Async Coaching
Async Coaching vs Online Courses and Cohorts
Courses scale but most people never finish them. Cohorts add energy but need a crowd and a calendar. Async coaching keeps the personal method and the completion. Here is the comparison.
A course, a cohort, and async coaching are three ways to deliver a method to more than one person at a time. They differ on two things that decide outcomes: how personal the experience is, and how likely the client is to finish.
The short version: a course scales but rarely gets finished, a cohort adds accountability but needs a crowd and a calendar, and async coaching keeps the personalization and the completion without either constraint.
The comparison
| Online course | Cohort program | Async coaching | |
|---|---|---|---|
| Personalized to the individual | No | Partly | Yes |
| Scales without a crowd | Yes | No | Yes |
| Built-in accountability | Weak | Yes | Yes |
| Needs a shared schedule | No | Yes | No |
| Typical completion | Low | Medium | High |
The completion problem is real
This is the heart of it. Most people never finish what they buy. Across large open online courses, completion rates typically sit between 5% and 15%, with one widely cited analysis of hundreds of courses finding a median of around 12.6% (Jordan, Open University).

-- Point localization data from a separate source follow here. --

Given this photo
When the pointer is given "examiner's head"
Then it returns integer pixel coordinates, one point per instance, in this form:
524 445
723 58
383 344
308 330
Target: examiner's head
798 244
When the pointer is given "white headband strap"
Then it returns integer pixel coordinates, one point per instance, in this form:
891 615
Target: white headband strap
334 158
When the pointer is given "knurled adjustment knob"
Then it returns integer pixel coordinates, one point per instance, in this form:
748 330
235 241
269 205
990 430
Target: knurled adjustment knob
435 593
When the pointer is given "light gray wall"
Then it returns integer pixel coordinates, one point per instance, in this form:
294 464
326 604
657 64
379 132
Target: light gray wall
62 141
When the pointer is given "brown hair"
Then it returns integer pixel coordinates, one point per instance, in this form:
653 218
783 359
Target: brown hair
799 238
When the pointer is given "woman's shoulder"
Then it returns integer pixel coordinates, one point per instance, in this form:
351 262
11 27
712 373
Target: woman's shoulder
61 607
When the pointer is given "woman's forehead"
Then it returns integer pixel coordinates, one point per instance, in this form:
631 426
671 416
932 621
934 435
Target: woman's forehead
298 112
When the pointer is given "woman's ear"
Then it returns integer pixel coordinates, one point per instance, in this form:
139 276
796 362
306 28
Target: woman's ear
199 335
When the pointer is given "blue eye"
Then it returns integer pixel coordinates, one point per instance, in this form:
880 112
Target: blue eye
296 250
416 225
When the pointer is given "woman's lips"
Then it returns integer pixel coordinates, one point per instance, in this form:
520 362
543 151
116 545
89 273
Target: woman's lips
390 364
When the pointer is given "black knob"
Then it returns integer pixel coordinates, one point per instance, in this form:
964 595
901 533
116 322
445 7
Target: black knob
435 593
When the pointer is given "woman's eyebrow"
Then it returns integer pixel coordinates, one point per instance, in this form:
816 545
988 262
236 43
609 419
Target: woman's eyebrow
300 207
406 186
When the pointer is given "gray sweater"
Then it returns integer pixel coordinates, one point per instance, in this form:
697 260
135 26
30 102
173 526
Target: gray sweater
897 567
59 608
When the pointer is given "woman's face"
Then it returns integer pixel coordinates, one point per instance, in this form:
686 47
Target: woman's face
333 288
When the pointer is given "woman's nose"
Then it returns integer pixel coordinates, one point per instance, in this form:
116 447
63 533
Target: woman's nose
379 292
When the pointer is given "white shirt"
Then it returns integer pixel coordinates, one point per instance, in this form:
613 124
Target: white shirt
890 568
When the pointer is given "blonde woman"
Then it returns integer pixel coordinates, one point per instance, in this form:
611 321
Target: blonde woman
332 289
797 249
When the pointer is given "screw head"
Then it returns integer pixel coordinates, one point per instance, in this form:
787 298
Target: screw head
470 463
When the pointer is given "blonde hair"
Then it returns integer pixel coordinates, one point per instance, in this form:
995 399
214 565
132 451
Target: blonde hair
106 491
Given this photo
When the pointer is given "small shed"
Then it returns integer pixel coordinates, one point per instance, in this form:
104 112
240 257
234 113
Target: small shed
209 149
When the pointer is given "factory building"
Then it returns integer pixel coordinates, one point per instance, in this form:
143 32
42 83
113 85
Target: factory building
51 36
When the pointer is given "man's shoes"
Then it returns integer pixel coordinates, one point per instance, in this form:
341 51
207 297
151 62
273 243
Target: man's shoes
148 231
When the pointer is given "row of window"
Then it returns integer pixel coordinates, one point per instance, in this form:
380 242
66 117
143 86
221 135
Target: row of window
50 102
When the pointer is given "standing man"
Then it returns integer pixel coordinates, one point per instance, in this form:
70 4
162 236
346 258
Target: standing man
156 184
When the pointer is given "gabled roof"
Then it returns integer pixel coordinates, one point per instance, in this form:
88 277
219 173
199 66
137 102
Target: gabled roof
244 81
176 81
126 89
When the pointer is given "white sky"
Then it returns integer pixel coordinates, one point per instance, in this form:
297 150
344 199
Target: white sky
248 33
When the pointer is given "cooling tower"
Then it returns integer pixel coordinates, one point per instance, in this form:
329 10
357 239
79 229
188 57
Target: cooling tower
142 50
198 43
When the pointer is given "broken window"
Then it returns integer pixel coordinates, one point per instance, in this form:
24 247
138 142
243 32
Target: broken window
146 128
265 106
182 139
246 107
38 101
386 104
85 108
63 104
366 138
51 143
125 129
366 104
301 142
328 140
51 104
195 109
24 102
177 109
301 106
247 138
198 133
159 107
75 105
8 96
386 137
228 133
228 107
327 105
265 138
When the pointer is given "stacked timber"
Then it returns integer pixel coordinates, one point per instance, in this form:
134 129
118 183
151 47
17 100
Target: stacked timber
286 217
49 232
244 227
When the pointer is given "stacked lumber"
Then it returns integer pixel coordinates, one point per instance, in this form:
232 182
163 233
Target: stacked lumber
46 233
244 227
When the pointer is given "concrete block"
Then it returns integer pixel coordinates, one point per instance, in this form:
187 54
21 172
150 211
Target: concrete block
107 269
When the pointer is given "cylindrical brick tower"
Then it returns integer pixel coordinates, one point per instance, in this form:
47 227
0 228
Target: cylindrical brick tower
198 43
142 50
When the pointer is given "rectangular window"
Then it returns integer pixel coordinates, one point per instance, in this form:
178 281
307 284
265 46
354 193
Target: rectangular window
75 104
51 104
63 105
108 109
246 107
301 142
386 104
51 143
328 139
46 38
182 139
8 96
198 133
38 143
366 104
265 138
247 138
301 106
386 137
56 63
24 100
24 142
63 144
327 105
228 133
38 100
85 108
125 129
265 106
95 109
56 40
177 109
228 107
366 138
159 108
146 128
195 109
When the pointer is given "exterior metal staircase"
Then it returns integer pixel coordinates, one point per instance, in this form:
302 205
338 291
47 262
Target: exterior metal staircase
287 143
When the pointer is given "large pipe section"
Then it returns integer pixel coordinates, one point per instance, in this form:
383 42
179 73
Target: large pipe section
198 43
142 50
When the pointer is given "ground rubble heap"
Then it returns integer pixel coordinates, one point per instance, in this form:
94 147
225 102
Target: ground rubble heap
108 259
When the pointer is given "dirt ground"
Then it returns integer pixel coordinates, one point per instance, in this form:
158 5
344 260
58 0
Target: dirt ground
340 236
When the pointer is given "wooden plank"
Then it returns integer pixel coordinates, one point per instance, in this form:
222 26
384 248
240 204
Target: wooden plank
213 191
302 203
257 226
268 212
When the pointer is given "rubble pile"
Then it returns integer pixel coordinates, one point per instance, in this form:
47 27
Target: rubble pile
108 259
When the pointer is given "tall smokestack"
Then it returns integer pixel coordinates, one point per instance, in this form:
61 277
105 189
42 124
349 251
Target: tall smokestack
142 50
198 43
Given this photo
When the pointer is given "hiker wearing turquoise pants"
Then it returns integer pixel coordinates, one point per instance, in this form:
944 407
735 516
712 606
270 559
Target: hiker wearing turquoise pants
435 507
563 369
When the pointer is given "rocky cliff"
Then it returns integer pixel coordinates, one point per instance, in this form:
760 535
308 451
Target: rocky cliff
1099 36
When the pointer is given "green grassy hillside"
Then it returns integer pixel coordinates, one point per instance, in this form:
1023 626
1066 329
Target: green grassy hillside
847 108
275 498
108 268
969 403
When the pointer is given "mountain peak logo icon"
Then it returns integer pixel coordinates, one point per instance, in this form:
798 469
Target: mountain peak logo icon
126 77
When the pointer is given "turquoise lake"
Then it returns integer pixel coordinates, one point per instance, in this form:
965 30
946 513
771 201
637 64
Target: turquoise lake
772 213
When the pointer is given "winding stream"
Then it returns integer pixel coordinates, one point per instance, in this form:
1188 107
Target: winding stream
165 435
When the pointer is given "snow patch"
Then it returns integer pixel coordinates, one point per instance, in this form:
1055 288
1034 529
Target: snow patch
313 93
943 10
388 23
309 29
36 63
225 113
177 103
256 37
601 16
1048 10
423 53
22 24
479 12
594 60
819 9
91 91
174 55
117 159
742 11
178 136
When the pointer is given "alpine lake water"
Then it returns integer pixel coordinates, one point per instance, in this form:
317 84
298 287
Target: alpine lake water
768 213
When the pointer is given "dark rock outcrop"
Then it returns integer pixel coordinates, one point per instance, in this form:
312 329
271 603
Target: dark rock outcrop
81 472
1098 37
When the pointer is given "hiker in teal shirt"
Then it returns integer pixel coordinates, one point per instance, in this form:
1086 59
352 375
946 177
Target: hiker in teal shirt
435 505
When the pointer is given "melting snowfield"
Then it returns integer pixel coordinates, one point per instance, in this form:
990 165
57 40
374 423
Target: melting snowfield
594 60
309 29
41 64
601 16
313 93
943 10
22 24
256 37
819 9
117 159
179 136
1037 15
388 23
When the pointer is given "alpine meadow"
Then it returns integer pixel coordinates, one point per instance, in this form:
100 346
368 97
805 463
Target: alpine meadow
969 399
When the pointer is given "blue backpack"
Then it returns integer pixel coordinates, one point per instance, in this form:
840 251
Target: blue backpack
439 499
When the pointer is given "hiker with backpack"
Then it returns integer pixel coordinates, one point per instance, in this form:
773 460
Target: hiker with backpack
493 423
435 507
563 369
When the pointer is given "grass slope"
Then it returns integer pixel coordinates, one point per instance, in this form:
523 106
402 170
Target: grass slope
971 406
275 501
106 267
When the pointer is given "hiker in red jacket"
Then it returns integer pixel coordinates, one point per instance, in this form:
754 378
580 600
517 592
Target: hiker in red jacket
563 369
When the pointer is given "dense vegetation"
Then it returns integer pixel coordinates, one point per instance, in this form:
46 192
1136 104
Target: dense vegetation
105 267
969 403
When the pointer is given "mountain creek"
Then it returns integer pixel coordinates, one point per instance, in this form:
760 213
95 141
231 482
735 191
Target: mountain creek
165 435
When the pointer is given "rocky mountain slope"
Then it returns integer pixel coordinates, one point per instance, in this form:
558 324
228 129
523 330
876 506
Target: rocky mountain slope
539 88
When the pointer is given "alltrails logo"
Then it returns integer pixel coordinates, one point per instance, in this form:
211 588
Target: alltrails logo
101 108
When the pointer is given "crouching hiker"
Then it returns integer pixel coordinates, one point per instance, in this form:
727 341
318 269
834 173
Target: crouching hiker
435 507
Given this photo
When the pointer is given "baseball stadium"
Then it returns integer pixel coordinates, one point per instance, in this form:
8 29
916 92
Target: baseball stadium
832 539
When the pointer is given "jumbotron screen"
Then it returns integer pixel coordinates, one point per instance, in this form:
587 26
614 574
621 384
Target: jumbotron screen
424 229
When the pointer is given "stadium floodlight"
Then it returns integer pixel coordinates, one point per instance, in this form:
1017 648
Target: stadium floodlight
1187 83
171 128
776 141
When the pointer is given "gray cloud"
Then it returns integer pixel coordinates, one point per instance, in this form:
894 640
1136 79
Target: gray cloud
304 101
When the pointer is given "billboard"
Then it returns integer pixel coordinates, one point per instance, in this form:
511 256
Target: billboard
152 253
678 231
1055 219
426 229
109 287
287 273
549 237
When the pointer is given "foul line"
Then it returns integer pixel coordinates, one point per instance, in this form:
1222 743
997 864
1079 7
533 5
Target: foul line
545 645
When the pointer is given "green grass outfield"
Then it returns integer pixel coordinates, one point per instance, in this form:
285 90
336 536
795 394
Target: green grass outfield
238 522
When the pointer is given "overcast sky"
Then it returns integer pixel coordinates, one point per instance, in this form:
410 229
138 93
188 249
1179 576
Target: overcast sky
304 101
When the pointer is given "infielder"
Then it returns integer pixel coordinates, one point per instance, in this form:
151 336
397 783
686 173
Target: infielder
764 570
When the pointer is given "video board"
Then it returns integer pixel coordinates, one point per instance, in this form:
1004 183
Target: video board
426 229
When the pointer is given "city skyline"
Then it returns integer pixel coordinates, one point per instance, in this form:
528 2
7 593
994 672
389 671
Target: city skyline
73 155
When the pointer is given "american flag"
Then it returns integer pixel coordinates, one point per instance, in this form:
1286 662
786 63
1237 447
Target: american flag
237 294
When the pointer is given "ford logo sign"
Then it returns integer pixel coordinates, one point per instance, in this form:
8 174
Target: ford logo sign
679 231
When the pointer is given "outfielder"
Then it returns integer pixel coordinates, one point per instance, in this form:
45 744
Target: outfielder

A course is not bad, it is just easy to ignore: no one adapts it to you, and no one notices when you stop.
Completion matters commercially, not just morally. A client who finishes and gets a result trusts you and buys again; a client who stalls quietly blames themselves and hesitates before the next purchase. (More on this in what async coaching is and why information products need async coaching.)
Where cohorts help, and where they cost
Cohorts fix part of the problem. Shared deadlines and peers create accountability, and the live energy can be motivating. But a cohort needs enough buyers to feel alive, ongoing moderation, and a synchronous schedule that reintroduces the time-zone and calendar friction you were trying to escape. Many creators do not want another group to manage, and many clients do not want another group to perform inside.
What async coaching keeps from each
Async coaching takes the personalization a course lacks and the accountability a cohort provides, without the crowd or the calendar. The client checks in, receives a next step built for them in your method and voice, and answers before the next step unlocks. That rhythm is what lifts completion, and it runs whether you have five clients or five hundred.
You do not have to choose all at once
The lowest-risk move is not to throw out your course. Keep the content and turn it into an async coaching offer: add a check-in, a personalized path through the existing modules, and a light accountability loop. You keep what you built, and it finally gets finished.
Frequently asked questions
Why do so few people finish online courses? +
A course is the same for everyone and easy to deprioritize once the novelty fades. With no personalization and weak accountability, it becomes one more tab. Across large open online courses, completion typically sits between 5% and 15%.
Is async coaching better than a cohort? +
It depends on your goal. Cohorts create energy and peer pressure but need enough buyers, moderation, and a shared schedule. Async coaching gives each client a personalized path and quiet accountability without requiring a crowd or live calls. Many creators find it easier to run.
Can I keep my course and add async coaching? +
Yes. The most common path is to keep your existing content and wrap an async coaching layer around it: a check-in, a personalized next step, and accountability. Your old material gets a second life with a much higher completion rate.